As the world's largest stablecoin issuer, Tether has already taken the lead and launched two blockchains specifically optimized for stablecoins, Plasma and Stable, aiming to accelerate the global payment and clearing applications of USDT through zero-fee transactions, high throughput and dedicated stablecoin infrastructure.
Among them, Stable is similar to Circle's Arc in positioning. Both are institutional-oriented, EVM-compatible stablecoin dedicated L1 chains. Both hope to replace the position of general public chains in cross-border payment, settlement, and compliance scenarios. However, there are significant differences between the two in terms of fee structure, target market, compliance, transparency, and technical architecture.
For example, regarding fees and gas mechanisms, Stable uses USDT as its native gas token, offers zero-fee peer-to-peer transfers, and supports smart contracts denominated in US dollars. This design caters to both retail users (small transfers are stress-free) and institutions handling cross-border settlements and on-chain micropayments. Arc, on the other hand, supports multiple stablecoins such as USDC and EURC as gas tokens, and is deeply integrated with Circle's own foreign exchange services, CCTP V2 cross-chain protocol, and Circle Gateway, making it more suitable for institutions requiring seamless multi-currency, cross-border liquidity.
In terms of compliance and transparency, Arc leverages Circle's US registration and IPO compliance background. Its USDC reserves are 100% backed by cash and US Treasuries, audited monthly by the Big Four accounting firms, and compliant with multinational regulatory frameworks such as the EU's MiCA. This combination of full transparency and high compliance is a favorite "safety cushion" for institutions, but it also comes with high costs and low profit margins. Stable, on the other hand, relies on Tether's market dominance. Tether's reserves hold more high-yield but high-risk assets, and its information disclosure is less transparent than USDC. This limits its penetration in highly compliant markets, but allows it to maintain higher profitability.
In terms of project progress and capital support, Stable has launched its testnet and completed a $28 million seed round of financing led by Bitfinex and Hack VC; Arc has not yet entered the testnet stage, but USDC is backed by the resources and credit endorsement of heavyweight institutions such as Coinbase and BlackRock.
The battle for the L1 stablecoin public blockchain isn't just a game for crypto-native companies. Recently, fintech giant Stripe was revealed to be collaborating with crypto venture capital firm Paradigm to develop Tempo, a payments-focused L1 blockchain. The chain will be compatible with the Ethereum programming language and positioned as an efficient, low-friction payment settlement network. While Tempo is still in stealth development with a team of only five people, Stripe's accompanying initiatives, including the $1.1 billion acquisition of stablecoin infrastructure company Bridge and crypto wallet developer Privy, underscore its ambition. This suggests Stripe is building a full-stack crypto payment infrastructure, from issuance and custody to settlement.
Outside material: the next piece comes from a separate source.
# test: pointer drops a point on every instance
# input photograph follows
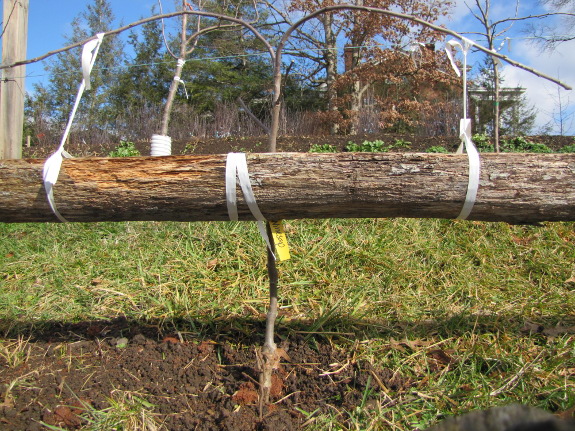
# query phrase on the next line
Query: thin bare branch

This trend toward dedicated stablecoin chains may see even more participants. Previously, stablecoins primarily relied on public chains like Ethereum and Tron, lacking an underlying network tailored for payment, clearing, and compliance scenarios. Now, with stablecoins entering mainstream financial markets and assuming greater responsibilities for cross-border payments and financial settlement, more institutions are trending toward developing their own chains. However, building L1 from scratch presents multiple challenges, including technical security, a cold start for the ecosystem, economic incentives, and regulatory compliance. This represents a significant investment and carries significant risks. In contrast, building L2 on established public chains, while offering slightly less autonomy, inherits existing security and liquidity, allowing for rapid integration into the developer and user ecosystem. This may offer a more efficient and low-risk compromise for some institutions.